Me, not worried about it.  I won't be here to reap the rewards of stupidity.


----------



## ben94122 (Aug 20, 2020)

SidecarFlip said:


> Farms grow food and raise domesticated meat for human consumption.  All solar 'farms' do is take valuable farmland out of production and line the landowners pockets with land rent payments.  Me, I'd rather have food on my plate versus alternative energy.

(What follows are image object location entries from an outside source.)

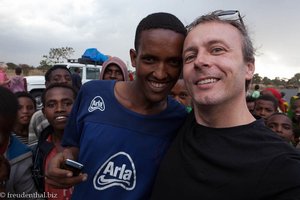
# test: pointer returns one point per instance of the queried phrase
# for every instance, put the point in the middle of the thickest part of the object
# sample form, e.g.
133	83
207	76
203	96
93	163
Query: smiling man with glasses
222	151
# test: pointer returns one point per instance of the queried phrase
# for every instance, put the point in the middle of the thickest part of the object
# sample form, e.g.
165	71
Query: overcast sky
29	28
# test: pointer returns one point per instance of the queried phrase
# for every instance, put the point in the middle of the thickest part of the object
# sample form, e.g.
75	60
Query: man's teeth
60	117
158	85
205	81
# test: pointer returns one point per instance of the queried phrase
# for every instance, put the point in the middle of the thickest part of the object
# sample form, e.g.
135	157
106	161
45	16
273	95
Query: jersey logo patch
118	170
97	104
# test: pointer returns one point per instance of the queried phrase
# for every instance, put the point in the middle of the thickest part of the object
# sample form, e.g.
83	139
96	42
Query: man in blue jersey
120	130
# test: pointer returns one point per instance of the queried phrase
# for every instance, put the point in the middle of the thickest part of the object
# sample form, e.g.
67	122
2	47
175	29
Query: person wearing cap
114	69
4	80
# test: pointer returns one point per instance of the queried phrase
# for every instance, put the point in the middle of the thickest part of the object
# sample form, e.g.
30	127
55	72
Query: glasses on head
230	15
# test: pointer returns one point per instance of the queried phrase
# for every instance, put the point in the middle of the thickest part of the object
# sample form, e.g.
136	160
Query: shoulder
96	86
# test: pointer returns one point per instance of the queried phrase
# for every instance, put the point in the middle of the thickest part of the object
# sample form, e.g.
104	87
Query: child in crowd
56	74
282	105
250	103
114	69
256	92
27	106
4	80
295	108
17	153
4	173
18	83
281	124
180	93
58	101
265	105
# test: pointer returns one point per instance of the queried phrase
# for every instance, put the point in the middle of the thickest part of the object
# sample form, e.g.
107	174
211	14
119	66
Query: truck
36	84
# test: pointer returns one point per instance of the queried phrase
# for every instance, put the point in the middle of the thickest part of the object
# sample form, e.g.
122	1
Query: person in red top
4	80
58	101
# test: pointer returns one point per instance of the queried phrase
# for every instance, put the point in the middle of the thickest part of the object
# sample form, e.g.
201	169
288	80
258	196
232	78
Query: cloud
28	29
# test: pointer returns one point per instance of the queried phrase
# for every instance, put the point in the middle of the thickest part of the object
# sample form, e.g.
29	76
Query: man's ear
133	55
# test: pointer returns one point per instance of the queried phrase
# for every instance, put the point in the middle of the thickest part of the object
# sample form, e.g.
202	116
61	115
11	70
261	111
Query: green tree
57	55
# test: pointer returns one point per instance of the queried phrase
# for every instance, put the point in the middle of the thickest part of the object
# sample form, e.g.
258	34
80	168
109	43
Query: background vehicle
36	84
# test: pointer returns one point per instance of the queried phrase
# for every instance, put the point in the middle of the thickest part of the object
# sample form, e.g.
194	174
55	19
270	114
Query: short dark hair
8	103
247	46
158	20
57	85
268	97
26	94
55	67
18	70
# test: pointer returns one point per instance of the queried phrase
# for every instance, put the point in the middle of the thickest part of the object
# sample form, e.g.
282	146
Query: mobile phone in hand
73	166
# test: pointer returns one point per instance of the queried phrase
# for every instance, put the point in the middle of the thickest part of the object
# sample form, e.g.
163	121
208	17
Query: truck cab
36	84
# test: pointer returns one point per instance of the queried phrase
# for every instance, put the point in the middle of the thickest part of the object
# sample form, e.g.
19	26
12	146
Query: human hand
58	177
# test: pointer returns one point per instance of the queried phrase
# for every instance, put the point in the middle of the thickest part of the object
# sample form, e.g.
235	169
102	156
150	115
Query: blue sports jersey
120	149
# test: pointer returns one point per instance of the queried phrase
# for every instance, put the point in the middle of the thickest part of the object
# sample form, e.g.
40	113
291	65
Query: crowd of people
183	128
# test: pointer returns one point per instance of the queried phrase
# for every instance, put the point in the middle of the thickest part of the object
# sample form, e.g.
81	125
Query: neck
21	130
223	116
127	94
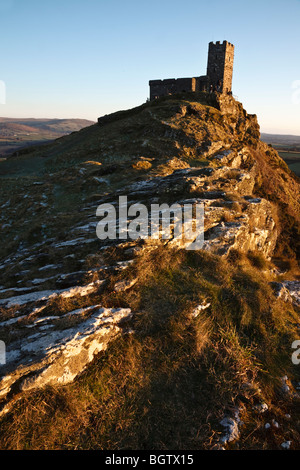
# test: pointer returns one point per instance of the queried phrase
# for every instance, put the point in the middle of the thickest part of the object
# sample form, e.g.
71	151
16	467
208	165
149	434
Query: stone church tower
220	65
218	77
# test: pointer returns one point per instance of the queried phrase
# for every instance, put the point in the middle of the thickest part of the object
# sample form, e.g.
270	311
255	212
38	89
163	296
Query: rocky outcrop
52	317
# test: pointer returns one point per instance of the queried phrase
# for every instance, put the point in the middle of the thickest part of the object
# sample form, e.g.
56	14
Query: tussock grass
168	384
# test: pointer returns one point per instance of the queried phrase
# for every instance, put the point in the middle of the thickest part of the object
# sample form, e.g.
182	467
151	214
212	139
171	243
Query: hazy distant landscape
288	147
16	134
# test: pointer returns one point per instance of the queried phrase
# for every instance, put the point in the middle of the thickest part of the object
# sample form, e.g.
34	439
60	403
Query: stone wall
219	75
172	86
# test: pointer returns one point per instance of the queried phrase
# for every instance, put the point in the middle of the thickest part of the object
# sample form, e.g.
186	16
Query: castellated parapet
218	77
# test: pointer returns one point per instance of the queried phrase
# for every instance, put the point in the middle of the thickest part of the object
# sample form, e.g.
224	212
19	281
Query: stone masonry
218	77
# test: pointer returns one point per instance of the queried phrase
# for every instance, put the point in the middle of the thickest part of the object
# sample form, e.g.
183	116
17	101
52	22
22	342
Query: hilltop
143	344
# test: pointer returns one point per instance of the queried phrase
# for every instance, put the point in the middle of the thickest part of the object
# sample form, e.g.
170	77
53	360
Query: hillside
288	147
16	134
143	343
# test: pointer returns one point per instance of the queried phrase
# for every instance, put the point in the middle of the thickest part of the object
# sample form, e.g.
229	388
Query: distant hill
283	140
19	133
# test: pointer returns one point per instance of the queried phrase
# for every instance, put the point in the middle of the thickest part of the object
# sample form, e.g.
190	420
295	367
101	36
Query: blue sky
86	58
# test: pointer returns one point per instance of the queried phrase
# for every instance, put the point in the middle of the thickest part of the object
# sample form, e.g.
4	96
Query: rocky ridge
53	320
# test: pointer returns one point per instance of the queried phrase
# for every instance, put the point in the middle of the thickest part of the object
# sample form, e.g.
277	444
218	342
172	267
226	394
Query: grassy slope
168	385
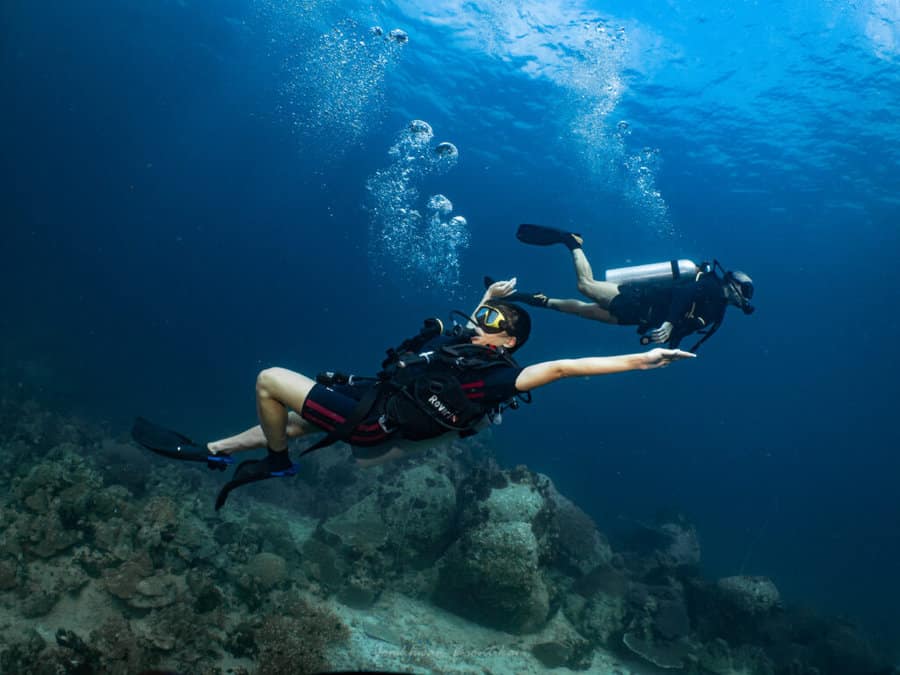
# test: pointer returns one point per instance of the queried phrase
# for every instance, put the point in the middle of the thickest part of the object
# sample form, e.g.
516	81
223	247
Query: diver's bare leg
277	389
254	438
586	310
601	292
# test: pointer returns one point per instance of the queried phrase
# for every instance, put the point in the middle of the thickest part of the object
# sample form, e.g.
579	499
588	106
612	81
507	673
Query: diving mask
490	319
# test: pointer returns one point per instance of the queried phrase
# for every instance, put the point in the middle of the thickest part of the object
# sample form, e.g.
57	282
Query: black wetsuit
327	406
689	307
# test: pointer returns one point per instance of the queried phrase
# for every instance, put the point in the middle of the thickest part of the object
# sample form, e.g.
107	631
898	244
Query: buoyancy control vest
422	389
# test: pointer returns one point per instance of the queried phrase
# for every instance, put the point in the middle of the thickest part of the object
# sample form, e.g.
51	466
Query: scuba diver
666	301
434	383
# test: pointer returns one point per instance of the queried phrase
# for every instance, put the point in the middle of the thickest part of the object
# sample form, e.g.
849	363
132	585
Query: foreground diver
432	384
667	301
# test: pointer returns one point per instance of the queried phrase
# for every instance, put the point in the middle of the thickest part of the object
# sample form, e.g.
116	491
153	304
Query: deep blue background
168	230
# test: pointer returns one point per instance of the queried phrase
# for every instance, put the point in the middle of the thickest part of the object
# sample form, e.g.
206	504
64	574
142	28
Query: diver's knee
267	381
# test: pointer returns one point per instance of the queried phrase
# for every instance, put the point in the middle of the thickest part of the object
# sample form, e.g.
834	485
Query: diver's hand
661	334
660	358
500	289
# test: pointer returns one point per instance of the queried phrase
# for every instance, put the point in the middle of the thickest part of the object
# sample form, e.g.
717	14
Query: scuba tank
670	271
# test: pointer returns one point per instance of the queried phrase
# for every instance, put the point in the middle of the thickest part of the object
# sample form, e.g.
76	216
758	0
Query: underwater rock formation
157	580
493	573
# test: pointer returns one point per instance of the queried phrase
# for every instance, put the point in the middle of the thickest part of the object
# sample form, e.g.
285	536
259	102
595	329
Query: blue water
185	201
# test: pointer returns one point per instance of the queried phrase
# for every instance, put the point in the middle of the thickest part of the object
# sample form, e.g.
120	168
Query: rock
157	591
9	577
581	547
749	595
38	602
667	655
418	509
552	654
491	575
493	572
267	570
598	618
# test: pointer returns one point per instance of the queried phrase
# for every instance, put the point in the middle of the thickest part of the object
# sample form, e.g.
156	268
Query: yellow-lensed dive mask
490	319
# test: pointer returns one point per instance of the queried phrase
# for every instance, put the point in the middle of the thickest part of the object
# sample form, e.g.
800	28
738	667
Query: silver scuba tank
672	270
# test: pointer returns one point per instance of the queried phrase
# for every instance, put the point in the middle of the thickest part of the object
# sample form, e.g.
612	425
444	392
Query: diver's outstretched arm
539	374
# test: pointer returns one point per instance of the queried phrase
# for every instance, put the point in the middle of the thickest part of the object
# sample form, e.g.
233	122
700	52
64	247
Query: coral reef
110	564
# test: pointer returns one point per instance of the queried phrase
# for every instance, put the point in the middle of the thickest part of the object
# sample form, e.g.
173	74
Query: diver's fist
661	334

I don't understand this logic when 40% of US corn is used to make ethanol:


			Alternative Fuels Data Center: Maps and Data - U.S. Corn Production and Portion Used for Fuel Ethanol


----------



## SidecarFlip (Aug 20, 2020)

ben94122 said:


> I don't understand this logic when 40% of US corn is used to make ethanol:
> 
> 
> Alternative Fuels Data Center: Maps and Data - U.S. Corn Production and Portion Used for Fuel Ethanol


Not here and I don't grow ANY e-corn and never have.  E-corn is a special variety GMO modified just for ethanol production.  Maybe in your state but not here.  Of course I don't know squat about California and really don't want to.  From what I see on the news your state is either burning up or sliding down a mountain in a mudslide.


----------



## ABMax24 (Aug 20, 2020)

ben94122 said:


> I don't understand this logic when 40% of US corn is used to make ethanol:
> 
> 
> Alternative Fuels Data Center: Maps and Data - U.S. Corn Production and Portion Used for Fuel Ethanol



That and most farmland is actually lost to urban sprawl, suburbs, acreages, cottages, weekend getaways, industrial development. Solar farms are a very small player.


----------



## SpaceBus (Aug 21, 2020)

SidecarFlip said:


> Might work with a truck farm, won't work with row cropping.  No ag tractor will fit in there and if they do, I'd like to see it.  Corn, wheat and soybeans are staples for our economy.  Not peppers and tomatoes.  The only thing that sort of farming does is increase migrant labor in this country, nothing more.
> 
> Being a farmer and landowner, I'm totally against conversion of good farm ground to solar.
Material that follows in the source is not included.